Source:
https://scmp.com/property/international/article/1268747/venture-brings-trump-tower-vancouver
Property/ International

Venture brings Trump tower to Vancouver

Donald Trump announces his Vancouver hotel plan. Photo: Reuters

Donald Trump, the billionaire New York real estate investor, said he formed a partnership with Canadian and Malaysian developers to bring his brand of luxury lodging and residences to Vancouver.

The C$360 million (HK$2.7 billion) Trump International Hotel & Tower Vancouver will be the second Canadian hotel-and-condominium development to carry the name, joining a 65-storey tower in Toronto that opened last year, comprising 261 hotel rooms and 118 condominiums.

Planned for Georgia Street in downtown Vancouver and scheduled for completion in mid-2016, the 63-storey structure will have 147 hotel rooms and 218 condominiums, Trump said.

"We had another opportunity in Vancouver and this was the one we chose," Trump, chief executive of the closely held Trump Organisation, said at a press conference announcing his involvement in the project. "And believe me, I have no second thoughts about it.

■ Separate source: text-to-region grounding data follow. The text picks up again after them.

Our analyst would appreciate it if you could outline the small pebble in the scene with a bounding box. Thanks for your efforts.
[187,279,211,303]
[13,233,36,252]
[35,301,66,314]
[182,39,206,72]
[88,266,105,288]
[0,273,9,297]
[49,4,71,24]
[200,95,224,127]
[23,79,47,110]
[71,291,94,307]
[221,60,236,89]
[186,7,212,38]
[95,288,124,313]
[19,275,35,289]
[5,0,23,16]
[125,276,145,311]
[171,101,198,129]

This is going to be special."

Holborn Group, based in Vancouver, and TA Global Group of Kuala Lumpur are building the Trump tower on a site originally slated for development under the Ritz-Carlton brand, Joo Kim Tiah, Holborn's chief executive, said at the press conference. That project, also involving Holborn, was cancelled in 2009 amid the global financial crisis.

Trump Organisation will manage the hotel and assist in the marketing of the condominiums.

It is unclear how the Vancouver tower and Trump brand will be received by potential condominium buyers, Michael Ferreira, a Vancouver-based real estate analyst at Urban Analytics, said.

"Vancouver doesn't strike you as a Trump kind of city - it's not a New York, it's not a Toronto - it's Lotus Land, the relaxed West Coast," he said on June 14. "We haven't historically liked to show off our wealth."

The tower will be the largest luxury residential development in Vancouver since before the financial crisis, Ferreira said.